Why one file per session, not per seed+depth? A session captures a continuous play sequence. Multi-level play is a single RNG stream — splitting it would lose the continuity that makes the test meaningful.

Why keep DEC graphics instead of converting to Unicode? The session file stores raw C output. Keeping DEC encoding means no lossy transformation during capture. The conversion to Unicode is a well-defined, reversible mapping applied at test time.

Why compact strings for RNG instead of structured objects? "rn2(12)=2 @ mon.c:1145" is more readable than {"fn":"rn2","arg":12,"result":2,"src":"mon.c:1145"} and produces smaller files. The string format is trivially parseable with a regex, and the source location is optional — tests that only check call signatures can ignore the @ ... suffix.

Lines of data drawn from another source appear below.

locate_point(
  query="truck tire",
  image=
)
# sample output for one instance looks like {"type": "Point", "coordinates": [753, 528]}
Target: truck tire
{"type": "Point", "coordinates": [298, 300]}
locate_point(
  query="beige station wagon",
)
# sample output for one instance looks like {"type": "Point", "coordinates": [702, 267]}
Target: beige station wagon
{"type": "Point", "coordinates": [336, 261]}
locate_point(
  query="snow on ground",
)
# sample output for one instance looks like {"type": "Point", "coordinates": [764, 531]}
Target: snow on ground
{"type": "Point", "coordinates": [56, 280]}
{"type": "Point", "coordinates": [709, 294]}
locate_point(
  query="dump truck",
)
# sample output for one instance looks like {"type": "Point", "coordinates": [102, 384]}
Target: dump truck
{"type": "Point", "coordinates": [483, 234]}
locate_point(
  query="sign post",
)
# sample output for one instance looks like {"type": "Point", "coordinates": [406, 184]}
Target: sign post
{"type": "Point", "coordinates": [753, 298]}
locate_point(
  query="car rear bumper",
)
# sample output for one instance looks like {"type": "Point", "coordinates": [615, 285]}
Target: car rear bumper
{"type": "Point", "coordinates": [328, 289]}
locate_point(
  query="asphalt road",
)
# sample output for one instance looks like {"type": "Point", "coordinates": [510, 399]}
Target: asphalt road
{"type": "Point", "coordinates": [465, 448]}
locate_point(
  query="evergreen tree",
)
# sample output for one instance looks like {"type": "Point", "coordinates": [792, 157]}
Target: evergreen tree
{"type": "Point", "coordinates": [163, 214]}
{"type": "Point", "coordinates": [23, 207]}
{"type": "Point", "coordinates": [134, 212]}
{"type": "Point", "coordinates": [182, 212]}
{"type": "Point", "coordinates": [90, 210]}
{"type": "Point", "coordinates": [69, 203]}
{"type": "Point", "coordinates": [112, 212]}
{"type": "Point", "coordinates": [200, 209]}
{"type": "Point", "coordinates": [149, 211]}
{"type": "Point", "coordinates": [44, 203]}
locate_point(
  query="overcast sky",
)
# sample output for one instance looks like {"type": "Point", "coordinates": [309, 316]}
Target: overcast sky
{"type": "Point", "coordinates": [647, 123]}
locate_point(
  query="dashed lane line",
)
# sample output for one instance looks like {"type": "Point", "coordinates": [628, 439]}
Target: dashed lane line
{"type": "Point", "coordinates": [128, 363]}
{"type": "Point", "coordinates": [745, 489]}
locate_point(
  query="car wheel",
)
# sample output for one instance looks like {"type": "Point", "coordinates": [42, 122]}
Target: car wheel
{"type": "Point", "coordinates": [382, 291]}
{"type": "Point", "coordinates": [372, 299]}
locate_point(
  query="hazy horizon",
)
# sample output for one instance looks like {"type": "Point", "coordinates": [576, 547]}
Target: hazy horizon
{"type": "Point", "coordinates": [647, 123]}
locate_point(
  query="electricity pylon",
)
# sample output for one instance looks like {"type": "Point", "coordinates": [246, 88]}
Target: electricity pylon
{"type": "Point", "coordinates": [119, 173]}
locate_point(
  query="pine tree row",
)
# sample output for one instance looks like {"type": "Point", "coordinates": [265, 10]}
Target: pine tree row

Why is startup.rng optional? Startup RNG data adds 2000-3000 entries to the JSON, roughly doubling file size. It’s invaluable during active development (debugging why JS makelevel diverges from C) but not needed for routine regression testing where only the total rngCalls count is checked. Making it optional keeps old session files valid and lets future sessions include or omit it based on need.

Why include both screen and typGrid? They test different things. The screen tests rendering, FOV, object display, and status lines. The typGrid tests terrain generation. A screen match doesn’t guarantee correct terrain (FOV hides most of the map), and a typGrid match doesn’t guarantee correct rendering.

“You finish reading the scroll. It crumbles to dust.”